As the author hasn't replied, here's my personal take as an occasional user of Spark since around 2014.
* AFAIK Spark is still written in Scala, which means new features appear in the Scala APIs first.
* This means the Scala API is usually a bit ahead of the others, and it will never be behind them.
* Personally, I find Scala is a very natural language for this kind of processing (which is why Spark is based on it), so I am most comfortable with the Scala API. YMMV of course.
* Python is very widely used with Spark, as it is a much more popular language than Scala generally, and it is often used by data scientists.
* Python is also a popular choice for people who use interactive notebook interfaces, like Jupyter, with Spark (although you can also use Scala with notebooks these days).
* But the Python API is usually a little behind the Scala API, and some features are slower/harder to implement in Python than in Scala.
* So Python is a good choice for data scientists or if you are not concerned about having the very latest API features.
* There is no good reason to use Java with Spark.
* Although Java now offers Lambdas etc, it is still really clunky to write good functional code with Java compared to Scala.
* And Python is a much nicer language for data science and notebooks etc.
* If you're using Spark, pick a language API that works well with Spark and does the things that Spark does well.
Christopher Webster wrote:
There is no good reason to use Java with Spark.

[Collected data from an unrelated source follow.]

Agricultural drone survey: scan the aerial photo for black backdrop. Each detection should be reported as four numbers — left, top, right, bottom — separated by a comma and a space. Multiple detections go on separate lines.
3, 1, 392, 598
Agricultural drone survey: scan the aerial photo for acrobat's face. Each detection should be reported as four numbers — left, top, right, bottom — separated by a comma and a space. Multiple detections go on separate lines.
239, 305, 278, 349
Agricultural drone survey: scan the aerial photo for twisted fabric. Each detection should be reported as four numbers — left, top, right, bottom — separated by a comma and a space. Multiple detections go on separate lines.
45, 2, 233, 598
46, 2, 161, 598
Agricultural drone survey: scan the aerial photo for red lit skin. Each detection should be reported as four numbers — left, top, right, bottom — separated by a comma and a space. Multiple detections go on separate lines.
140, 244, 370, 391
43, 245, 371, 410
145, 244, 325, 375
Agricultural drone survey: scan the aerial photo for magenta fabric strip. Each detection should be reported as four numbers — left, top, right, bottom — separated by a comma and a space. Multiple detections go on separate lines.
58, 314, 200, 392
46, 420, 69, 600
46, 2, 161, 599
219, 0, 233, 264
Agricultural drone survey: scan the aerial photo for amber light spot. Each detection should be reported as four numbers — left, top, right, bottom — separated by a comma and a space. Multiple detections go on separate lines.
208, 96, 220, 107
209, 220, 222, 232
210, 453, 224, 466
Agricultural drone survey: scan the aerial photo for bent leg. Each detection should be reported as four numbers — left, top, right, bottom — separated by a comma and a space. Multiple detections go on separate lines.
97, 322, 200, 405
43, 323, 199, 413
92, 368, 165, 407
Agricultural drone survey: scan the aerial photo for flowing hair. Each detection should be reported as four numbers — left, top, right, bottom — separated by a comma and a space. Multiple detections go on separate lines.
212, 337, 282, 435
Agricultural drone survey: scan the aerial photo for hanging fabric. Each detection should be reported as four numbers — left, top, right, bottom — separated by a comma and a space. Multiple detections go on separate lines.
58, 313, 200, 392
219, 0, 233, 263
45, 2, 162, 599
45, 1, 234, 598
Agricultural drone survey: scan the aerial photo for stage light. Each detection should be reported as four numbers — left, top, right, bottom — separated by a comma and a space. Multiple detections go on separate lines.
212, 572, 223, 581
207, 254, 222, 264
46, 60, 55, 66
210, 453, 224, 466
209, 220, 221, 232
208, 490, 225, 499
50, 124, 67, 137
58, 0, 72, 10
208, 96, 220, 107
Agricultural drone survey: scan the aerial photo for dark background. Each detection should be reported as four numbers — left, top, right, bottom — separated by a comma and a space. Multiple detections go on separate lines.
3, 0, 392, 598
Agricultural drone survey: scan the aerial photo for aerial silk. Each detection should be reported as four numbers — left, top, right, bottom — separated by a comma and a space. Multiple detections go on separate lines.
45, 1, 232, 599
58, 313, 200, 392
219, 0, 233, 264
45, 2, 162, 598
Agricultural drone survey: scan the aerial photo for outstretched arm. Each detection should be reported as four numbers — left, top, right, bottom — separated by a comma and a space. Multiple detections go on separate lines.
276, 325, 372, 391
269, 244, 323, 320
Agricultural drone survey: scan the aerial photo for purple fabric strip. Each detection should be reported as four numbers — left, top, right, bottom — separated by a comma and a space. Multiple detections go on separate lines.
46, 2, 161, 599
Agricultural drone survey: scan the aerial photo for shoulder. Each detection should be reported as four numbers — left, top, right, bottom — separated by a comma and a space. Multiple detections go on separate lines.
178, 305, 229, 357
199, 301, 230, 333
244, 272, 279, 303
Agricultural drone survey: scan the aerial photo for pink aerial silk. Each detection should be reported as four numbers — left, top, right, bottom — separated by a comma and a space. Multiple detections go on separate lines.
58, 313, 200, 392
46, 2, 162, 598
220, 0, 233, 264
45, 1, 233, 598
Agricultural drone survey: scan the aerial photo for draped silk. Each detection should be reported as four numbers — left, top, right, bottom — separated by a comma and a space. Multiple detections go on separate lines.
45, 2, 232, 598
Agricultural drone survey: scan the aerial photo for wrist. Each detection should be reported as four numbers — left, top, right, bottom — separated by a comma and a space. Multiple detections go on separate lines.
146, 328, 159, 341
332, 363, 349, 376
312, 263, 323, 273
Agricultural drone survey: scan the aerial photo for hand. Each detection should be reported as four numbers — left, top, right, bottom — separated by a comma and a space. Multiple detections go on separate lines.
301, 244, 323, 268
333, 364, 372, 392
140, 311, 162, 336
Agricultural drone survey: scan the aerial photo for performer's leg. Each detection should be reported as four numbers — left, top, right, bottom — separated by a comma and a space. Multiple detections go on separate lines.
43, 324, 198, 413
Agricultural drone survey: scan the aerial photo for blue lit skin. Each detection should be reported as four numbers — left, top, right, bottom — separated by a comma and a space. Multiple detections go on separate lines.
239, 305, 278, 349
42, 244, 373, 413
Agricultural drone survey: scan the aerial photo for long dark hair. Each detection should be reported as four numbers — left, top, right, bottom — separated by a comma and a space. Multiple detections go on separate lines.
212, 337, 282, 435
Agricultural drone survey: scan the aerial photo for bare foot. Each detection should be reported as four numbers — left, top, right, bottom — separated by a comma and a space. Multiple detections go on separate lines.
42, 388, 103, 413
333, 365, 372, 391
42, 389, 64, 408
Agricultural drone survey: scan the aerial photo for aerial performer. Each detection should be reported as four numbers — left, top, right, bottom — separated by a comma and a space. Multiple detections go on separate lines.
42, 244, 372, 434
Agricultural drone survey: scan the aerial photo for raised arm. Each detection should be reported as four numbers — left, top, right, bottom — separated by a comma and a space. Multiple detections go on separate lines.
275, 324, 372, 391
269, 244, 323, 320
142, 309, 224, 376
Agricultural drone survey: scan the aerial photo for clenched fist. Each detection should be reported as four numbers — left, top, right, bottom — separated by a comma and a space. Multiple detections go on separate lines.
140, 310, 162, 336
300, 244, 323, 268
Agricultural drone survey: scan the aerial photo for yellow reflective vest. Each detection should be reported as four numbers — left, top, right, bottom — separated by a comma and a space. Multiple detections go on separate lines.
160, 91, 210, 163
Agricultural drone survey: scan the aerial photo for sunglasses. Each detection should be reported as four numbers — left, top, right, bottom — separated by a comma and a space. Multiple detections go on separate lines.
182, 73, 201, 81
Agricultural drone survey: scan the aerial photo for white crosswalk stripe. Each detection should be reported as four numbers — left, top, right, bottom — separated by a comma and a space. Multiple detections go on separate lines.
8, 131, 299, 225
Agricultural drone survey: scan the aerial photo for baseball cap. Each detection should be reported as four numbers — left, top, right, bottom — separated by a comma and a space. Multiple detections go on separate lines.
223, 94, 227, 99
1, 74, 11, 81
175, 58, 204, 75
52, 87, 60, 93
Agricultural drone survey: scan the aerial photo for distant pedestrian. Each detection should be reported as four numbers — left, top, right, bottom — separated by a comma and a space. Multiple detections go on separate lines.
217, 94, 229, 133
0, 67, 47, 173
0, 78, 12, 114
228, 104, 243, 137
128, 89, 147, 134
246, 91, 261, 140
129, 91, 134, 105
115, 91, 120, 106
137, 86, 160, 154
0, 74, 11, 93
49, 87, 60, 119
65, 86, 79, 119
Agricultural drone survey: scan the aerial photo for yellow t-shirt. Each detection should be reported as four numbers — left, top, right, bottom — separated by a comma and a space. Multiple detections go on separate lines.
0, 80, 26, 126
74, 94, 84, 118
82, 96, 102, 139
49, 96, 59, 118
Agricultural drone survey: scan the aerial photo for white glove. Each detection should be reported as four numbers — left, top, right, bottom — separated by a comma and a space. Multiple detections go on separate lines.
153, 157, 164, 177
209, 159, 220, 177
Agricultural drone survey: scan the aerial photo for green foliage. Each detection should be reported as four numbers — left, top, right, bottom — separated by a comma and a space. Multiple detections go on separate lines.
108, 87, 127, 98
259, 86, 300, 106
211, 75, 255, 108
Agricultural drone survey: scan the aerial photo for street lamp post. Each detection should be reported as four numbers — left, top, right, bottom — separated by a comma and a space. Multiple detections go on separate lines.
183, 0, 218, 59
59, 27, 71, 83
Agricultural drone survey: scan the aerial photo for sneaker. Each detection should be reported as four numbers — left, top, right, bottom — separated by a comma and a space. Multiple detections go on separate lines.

While Python is the preferred choice while going for Spark ML , for other cases I think, suppose the team has developers who are good in Java(instead of Scala), if we go for Java, we still can still have the option of moving to Scala later when we have that skill set in team. However if today we go for Python, then it is like another route altogether as then relatively it would be less likely to be able to move to Scala. The reason for this is that Scala and Java, the JVM languages have more in common than Scala and Python.